Senior Schroders economist comments on the election
A last minute surge of support for the Conservative party is now expected to lead to an outright majority for David Cameron’s party – an astonishing result and totally unexpected by pollsters and betting markets.
It appears that the polarisation of the parties in the political spectrum has had two effects. The first is the decimation of the centrist Liberal Democrat party as voters moved to either Labour or the Conservatives. The second impact is a shift of floating centrist voters to the Conservatives, as the Labour Party was dragged further to the left (socialist) by the Scottish National Party (SNP), while Cameron held firm. The SNP has made spectacular gains in Scotland at the cost of Labour and the LibDems, which will surely sharpen the divide with the rest of the UK and re-raise the Scottish Independence debate.
For investors, a clear victor removes a tremendous amount of uncertainty in the near-term over the ability of the government to govern and legislate and, as a result, Sterling has bounced by about 1.25% against the U.S. dollar; 2.5% against the Euro, while FTSE 100 futures are trading about 1.7% higher, with strong gains in banking and utility stocks, which were under threat by Labour policy.
In time, the focus of investors will shift to the uncertainty that will come ahead of the proposed referendum on the UK’s membership of the European Union in 2017, which could prompt some domestic and overseas investment to be delayed. Latest polls on the question suggest that those that want to remain in the union have a small lead, but that the majority are undecided.
Otherwise, in the near term, the clarity delivered by the election will boost activity as households and businesses can take investment decisions with greater certainty over tax and regulation. Looking further out, the projected election results give the Conservatives the mandate to continue to implement its austerity plan, even if that plan has been eased in recent years. Government spending cuts are likely to continue, particularly in welfare payments where the government had sought to increase the relative gains for a return to work versus living on welfare.

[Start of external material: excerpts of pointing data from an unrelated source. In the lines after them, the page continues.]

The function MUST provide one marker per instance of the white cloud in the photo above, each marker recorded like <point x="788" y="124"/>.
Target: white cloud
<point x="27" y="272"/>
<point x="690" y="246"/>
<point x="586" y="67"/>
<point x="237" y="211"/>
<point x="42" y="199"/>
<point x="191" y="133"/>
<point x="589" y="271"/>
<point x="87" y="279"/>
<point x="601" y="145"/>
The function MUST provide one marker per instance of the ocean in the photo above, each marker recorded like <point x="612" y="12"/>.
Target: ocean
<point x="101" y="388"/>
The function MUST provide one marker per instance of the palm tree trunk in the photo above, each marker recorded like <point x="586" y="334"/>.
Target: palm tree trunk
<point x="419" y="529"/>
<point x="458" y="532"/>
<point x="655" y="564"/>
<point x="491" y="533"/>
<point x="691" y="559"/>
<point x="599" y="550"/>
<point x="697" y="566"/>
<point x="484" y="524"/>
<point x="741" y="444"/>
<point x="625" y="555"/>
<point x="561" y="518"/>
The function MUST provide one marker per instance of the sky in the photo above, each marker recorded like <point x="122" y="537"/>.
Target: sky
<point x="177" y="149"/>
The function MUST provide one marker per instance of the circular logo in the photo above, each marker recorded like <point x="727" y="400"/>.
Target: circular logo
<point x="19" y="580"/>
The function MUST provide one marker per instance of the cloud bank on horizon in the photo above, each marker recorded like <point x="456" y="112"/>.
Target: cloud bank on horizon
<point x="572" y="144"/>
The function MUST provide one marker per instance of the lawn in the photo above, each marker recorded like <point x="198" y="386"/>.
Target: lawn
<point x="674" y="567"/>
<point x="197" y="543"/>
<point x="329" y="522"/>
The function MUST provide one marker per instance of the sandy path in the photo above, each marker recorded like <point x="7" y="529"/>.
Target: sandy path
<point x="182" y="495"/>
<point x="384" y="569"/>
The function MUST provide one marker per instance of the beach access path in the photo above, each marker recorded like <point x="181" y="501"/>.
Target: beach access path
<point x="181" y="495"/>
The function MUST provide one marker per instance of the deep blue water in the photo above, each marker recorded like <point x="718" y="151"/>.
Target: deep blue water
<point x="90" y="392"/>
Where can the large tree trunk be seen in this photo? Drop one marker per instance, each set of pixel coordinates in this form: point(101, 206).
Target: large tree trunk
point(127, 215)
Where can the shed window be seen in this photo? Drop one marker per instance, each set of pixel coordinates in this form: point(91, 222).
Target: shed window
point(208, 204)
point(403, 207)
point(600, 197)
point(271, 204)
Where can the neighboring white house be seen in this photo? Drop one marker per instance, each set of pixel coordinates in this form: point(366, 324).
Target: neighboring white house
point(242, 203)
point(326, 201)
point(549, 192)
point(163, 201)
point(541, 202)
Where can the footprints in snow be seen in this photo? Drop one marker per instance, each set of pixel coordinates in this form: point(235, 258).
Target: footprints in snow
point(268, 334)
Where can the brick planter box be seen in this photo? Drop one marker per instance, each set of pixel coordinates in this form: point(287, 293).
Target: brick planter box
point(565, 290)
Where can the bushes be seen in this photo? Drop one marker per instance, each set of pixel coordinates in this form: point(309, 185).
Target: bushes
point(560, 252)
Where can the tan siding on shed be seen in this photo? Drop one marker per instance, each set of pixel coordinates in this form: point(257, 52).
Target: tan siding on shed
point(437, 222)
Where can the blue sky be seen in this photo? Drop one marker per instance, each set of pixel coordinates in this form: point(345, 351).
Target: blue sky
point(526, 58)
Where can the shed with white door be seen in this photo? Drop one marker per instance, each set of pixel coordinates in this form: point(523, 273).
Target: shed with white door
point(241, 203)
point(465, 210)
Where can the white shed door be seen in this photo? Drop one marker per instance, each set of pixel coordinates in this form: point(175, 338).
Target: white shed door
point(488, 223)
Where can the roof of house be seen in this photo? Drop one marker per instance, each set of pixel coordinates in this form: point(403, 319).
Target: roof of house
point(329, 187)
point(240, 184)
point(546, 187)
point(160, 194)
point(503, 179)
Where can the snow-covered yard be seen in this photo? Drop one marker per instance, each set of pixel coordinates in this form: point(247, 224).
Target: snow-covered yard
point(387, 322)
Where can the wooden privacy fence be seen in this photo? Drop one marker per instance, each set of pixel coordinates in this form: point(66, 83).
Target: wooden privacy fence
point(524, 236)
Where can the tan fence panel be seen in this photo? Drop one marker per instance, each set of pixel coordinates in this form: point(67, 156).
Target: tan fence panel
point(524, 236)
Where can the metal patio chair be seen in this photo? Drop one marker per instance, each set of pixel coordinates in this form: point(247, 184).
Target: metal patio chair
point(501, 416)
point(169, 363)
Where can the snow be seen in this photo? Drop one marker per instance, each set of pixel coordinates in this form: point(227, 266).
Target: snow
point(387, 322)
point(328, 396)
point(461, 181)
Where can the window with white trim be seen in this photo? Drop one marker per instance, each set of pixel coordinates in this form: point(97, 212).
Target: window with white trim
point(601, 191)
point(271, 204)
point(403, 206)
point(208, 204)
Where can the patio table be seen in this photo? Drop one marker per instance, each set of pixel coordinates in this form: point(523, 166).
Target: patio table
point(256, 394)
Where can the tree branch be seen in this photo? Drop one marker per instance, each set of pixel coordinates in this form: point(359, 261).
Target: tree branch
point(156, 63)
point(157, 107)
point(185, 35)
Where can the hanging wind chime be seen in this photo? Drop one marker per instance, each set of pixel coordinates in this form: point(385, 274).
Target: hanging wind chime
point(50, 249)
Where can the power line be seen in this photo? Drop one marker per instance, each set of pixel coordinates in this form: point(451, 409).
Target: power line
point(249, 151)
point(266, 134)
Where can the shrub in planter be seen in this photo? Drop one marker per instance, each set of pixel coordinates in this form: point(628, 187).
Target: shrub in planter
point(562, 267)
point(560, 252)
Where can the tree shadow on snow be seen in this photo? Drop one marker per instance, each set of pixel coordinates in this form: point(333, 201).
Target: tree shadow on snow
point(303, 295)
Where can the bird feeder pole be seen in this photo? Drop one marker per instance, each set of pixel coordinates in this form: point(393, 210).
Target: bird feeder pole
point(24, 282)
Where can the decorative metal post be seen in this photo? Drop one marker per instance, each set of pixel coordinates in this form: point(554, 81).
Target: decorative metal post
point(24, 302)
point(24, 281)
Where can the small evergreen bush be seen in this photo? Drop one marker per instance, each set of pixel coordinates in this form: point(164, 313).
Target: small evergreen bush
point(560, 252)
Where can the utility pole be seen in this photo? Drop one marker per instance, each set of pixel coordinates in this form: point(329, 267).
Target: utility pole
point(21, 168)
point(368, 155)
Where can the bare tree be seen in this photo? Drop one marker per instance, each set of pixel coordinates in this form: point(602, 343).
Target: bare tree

With Cameron promising more money for the National Health Service and vowing not to increase taxes until the end of the decade, it makes it even more important for the government to find those efficiency savings and clamp down on tax evasion if fiscal targets are to be met. The fiscal deficit remains high at just over 5% of GDP, while the current account deficit is also close to record highs – highlighting a lack of domestic savings relative to domestic investment growth.